Linear versus logarithmic proposal updates in Bayesian Markov chain Monte Carlo sampling for failure rate estimation

Abstract

Rigorous reliability and Probabilistic Risk / Safety Assessment (PRA / PSA) of components in complex infrastructure systems is an important field of concern for civil engineering and related disciplines. Among the several modelling strategies available, there has been ongoing debate about the most robust techniques for estimating failure rates for components in nuclear power plants with such candidates as Bayes-Empirical-Bayes (BEB), Parametric-Robust-Empirical-Bayes (PREB) and Parametric-Empirical-Bayes (PEB). While existing methods offer some solutions, they also present notable deficiencies – particularly in their ability to manage uncertainty in failure rate estimation.

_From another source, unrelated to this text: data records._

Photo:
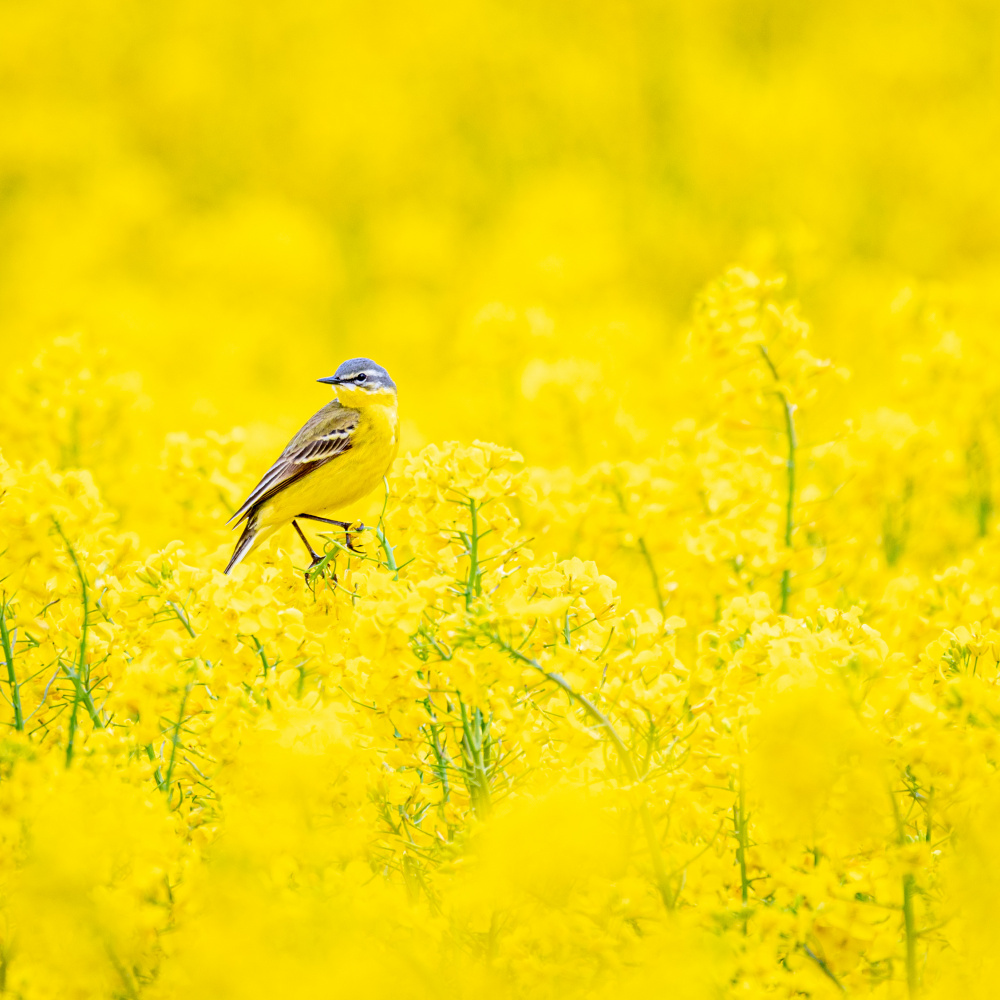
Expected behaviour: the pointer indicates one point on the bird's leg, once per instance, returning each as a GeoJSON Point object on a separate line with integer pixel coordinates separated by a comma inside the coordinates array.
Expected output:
{"type": "Point", "coordinates": [345, 525]}
{"type": "Point", "coordinates": [316, 559]}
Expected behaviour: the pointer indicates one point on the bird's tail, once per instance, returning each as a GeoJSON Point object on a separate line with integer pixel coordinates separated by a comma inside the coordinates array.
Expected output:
{"type": "Point", "coordinates": [245, 544]}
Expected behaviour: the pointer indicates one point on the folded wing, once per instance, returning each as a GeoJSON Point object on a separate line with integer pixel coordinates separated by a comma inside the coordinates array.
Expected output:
{"type": "Point", "coordinates": [324, 436]}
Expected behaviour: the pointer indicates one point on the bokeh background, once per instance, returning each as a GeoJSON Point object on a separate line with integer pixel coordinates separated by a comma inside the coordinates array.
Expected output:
{"type": "Point", "coordinates": [693, 693]}
{"type": "Point", "coordinates": [232, 198]}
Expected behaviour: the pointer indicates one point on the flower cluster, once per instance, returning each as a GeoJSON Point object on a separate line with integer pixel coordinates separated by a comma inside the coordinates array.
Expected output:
{"type": "Point", "coordinates": [687, 719]}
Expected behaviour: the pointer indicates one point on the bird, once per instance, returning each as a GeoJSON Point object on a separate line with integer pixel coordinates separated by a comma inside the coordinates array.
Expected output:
{"type": "Point", "coordinates": [339, 456]}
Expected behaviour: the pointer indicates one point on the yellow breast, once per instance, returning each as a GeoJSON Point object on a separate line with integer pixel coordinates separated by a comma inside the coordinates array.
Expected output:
{"type": "Point", "coordinates": [345, 479]}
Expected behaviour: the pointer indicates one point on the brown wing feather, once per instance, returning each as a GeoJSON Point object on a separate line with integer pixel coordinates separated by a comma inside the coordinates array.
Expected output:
{"type": "Point", "coordinates": [323, 437]}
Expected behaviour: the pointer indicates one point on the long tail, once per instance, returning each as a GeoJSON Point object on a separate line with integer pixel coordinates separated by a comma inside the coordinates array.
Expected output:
{"type": "Point", "coordinates": [246, 542]}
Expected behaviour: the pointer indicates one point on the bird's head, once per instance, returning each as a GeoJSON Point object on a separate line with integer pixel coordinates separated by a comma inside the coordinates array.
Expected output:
{"type": "Point", "coordinates": [361, 382]}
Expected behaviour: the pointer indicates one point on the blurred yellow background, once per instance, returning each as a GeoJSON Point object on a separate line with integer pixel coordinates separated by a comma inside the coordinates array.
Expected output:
{"type": "Point", "coordinates": [700, 697]}
{"type": "Point", "coordinates": [232, 198]}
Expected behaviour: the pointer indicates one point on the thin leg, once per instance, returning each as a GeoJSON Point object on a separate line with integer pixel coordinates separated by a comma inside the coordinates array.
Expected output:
{"type": "Point", "coordinates": [316, 559]}
{"type": "Point", "coordinates": [345, 525]}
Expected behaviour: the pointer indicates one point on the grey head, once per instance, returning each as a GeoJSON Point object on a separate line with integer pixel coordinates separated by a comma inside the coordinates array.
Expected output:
{"type": "Point", "coordinates": [361, 373]}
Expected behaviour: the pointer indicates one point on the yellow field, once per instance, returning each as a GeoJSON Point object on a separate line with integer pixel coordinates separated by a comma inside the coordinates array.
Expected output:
{"type": "Point", "coordinates": [671, 667]}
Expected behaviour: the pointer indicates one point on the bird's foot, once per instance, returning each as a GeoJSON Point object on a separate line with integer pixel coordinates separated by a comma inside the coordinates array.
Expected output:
{"type": "Point", "coordinates": [357, 528]}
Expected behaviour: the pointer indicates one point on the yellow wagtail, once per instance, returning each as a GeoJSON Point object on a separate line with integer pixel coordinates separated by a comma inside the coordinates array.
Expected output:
{"type": "Point", "coordinates": [340, 455]}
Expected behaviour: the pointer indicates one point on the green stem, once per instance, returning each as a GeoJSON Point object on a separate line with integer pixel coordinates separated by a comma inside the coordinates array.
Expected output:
{"type": "Point", "coordinates": [85, 596]}
{"type": "Point", "coordinates": [740, 829]}
{"type": "Point", "coordinates": [8, 652]}
{"type": "Point", "coordinates": [790, 465]}
{"type": "Point", "coordinates": [176, 740]}
{"type": "Point", "coordinates": [390, 555]}
{"type": "Point", "coordinates": [472, 586]}
{"type": "Point", "coordinates": [649, 828]}
{"type": "Point", "coordinates": [644, 549]}
{"type": "Point", "coordinates": [81, 675]}
{"type": "Point", "coordinates": [472, 749]}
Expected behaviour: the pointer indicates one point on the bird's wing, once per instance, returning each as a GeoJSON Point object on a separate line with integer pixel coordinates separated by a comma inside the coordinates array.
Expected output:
{"type": "Point", "coordinates": [323, 437]}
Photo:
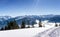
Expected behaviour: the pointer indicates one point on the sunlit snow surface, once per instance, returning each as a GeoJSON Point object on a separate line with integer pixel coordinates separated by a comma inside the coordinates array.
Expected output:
{"type": "Point", "coordinates": [47, 31]}
{"type": "Point", "coordinates": [53, 32]}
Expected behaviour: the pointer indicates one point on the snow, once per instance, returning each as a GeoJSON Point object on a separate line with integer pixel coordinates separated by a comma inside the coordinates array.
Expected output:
{"type": "Point", "coordinates": [46, 31]}
{"type": "Point", "coordinates": [53, 32]}
{"type": "Point", "coordinates": [30, 32]}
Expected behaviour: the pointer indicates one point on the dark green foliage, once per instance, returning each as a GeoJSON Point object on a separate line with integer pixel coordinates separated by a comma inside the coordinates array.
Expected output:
{"type": "Point", "coordinates": [23, 24]}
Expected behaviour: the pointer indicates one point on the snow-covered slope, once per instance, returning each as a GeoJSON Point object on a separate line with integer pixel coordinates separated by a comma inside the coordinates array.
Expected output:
{"type": "Point", "coordinates": [53, 32]}
{"type": "Point", "coordinates": [30, 32]}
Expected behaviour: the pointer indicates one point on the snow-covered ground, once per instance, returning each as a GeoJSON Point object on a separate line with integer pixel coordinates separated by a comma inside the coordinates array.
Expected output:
{"type": "Point", "coordinates": [53, 32]}
{"type": "Point", "coordinates": [28, 32]}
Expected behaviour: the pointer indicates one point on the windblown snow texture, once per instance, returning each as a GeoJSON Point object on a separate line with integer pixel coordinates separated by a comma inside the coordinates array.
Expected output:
{"type": "Point", "coordinates": [53, 32]}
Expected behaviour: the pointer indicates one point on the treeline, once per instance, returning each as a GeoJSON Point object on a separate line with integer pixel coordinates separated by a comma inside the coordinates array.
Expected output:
{"type": "Point", "coordinates": [13, 25]}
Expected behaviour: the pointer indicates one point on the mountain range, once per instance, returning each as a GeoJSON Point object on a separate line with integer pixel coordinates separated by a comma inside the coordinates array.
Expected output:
{"type": "Point", "coordinates": [30, 18]}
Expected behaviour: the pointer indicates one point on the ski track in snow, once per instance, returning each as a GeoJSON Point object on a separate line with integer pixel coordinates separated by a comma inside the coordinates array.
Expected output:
{"type": "Point", "coordinates": [53, 32]}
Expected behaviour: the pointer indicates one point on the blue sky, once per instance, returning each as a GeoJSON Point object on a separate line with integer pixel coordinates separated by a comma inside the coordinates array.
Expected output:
{"type": "Point", "coordinates": [29, 7]}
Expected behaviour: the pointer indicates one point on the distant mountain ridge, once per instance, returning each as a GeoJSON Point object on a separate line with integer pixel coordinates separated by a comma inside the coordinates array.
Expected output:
{"type": "Point", "coordinates": [31, 18]}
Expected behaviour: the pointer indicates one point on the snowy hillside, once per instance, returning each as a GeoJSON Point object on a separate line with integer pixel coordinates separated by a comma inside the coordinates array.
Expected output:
{"type": "Point", "coordinates": [30, 32]}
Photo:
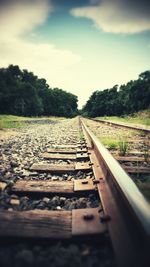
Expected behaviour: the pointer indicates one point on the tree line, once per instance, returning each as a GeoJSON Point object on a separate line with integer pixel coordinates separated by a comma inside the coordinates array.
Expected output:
{"type": "Point", "coordinates": [119, 101]}
{"type": "Point", "coordinates": [23, 93]}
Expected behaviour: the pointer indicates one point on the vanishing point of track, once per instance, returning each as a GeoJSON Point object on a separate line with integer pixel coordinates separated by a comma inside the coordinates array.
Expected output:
{"type": "Point", "coordinates": [123, 215]}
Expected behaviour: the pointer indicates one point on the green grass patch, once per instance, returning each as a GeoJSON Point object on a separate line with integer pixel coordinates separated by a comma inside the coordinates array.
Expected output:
{"type": "Point", "coordinates": [142, 118]}
{"type": "Point", "coordinates": [109, 142]}
{"type": "Point", "coordinates": [11, 124]}
{"type": "Point", "coordinates": [123, 147]}
{"type": "Point", "coordinates": [11, 121]}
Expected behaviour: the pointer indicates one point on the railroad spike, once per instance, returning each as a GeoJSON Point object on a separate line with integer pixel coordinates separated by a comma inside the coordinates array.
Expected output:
{"type": "Point", "coordinates": [105, 218]}
{"type": "Point", "coordinates": [88, 217]}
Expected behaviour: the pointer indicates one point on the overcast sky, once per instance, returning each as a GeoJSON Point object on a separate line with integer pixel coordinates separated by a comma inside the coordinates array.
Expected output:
{"type": "Point", "coordinates": [79, 46]}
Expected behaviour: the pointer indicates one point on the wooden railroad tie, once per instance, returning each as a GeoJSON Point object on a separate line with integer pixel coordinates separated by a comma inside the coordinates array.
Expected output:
{"type": "Point", "coordinates": [63, 156]}
{"type": "Point", "coordinates": [54, 187]}
{"type": "Point", "coordinates": [53, 168]}
{"type": "Point", "coordinates": [52, 224]}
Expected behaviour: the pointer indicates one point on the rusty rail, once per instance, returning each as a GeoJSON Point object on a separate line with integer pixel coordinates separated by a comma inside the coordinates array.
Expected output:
{"type": "Point", "coordinates": [124, 125]}
{"type": "Point", "coordinates": [126, 209]}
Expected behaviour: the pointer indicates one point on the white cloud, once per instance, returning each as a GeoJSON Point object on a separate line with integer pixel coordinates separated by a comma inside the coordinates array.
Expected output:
{"type": "Point", "coordinates": [115, 16]}
{"type": "Point", "coordinates": [44, 59]}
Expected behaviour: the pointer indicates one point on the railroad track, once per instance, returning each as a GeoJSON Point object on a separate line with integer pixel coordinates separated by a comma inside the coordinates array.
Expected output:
{"type": "Point", "coordinates": [145, 129]}
{"type": "Point", "coordinates": [121, 217]}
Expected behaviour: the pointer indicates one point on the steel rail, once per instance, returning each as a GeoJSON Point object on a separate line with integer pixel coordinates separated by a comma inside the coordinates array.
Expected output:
{"type": "Point", "coordinates": [129, 226]}
{"type": "Point", "coordinates": [124, 125]}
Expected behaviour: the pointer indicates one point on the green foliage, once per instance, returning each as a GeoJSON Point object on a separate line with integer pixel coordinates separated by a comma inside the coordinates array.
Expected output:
{"type": "Point", "coordinates": [137, 118]}
{"type": "Point", "coordinates": [123, 100]}
{"type": "Point", "coordinates": [10, 124]}
{"type": "Point", "coordinates": [22, 93]}
{"type": "Point", "coordinates": [123, 147]}
{"type": "Point", "coordinates": [109, 142]}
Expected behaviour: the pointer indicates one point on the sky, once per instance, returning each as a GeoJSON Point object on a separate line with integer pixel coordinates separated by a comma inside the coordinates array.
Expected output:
{"type": "Point", "coordinates": [77, 45]}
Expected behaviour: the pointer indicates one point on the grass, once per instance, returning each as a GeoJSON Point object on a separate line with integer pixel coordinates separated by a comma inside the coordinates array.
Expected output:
{"type": "Point", "coordinates": [109, 142]}
{"type": "Point", "coordinates": [11, 121]}
{"type": "Point", "coordinates": [142, 118]}
{"type": "Point", "coordinates": [123, 147]}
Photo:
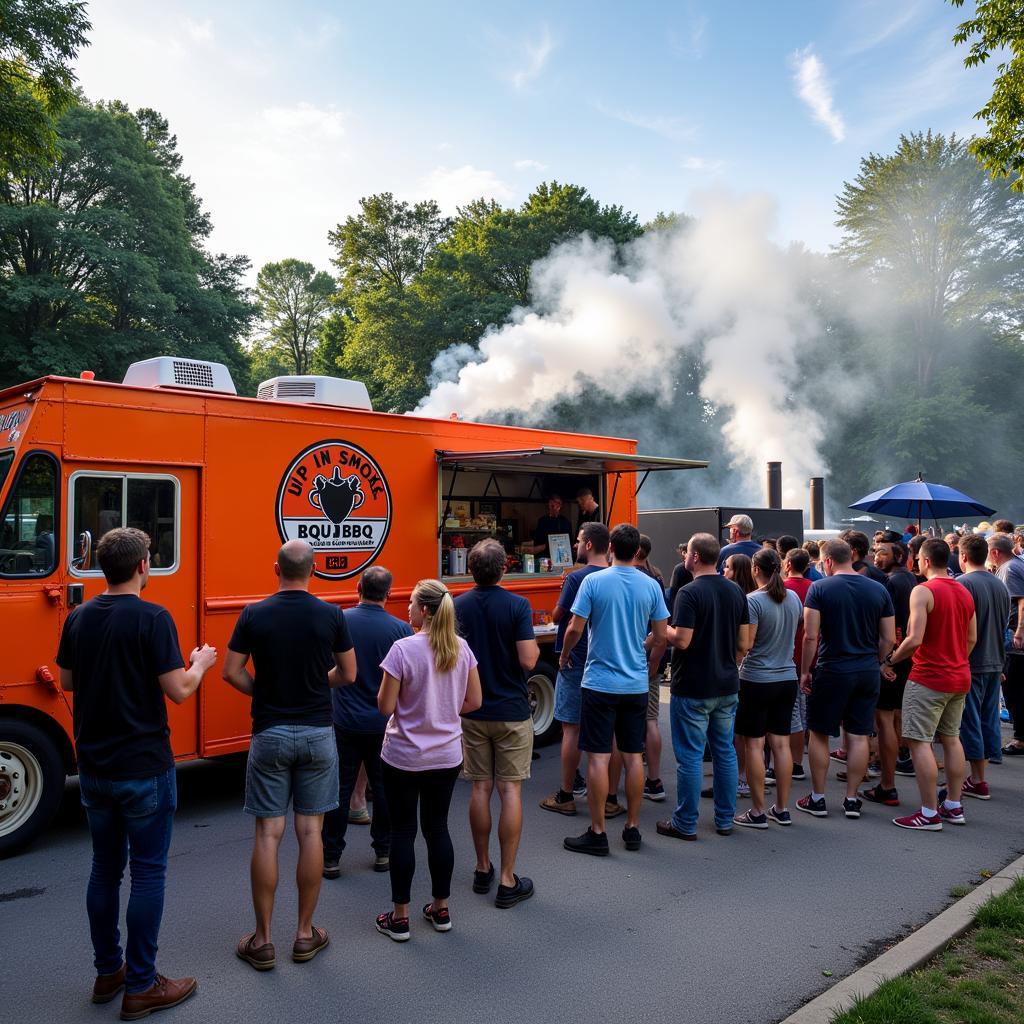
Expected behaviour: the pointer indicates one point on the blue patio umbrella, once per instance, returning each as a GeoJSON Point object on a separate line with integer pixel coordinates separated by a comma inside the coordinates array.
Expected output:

One promising avenue for addressing this limitation is using Markov Chain Monte Carlo (MCMC) to estimate the hyperpriors of the Bayesian model. In this work we focus on the BEB model and investigate different MCMC sampling strategies for it, in particular comparing two possible scalings for the MCMC proposal kernel, linear versus logarithmic. While the primary motivation remains grounded in nuclear safety, the modelling framework and inference methods discussed in this study are broadly applicable and are sufficiently general to be transferred across civil, structural, and mechanical engineering domains.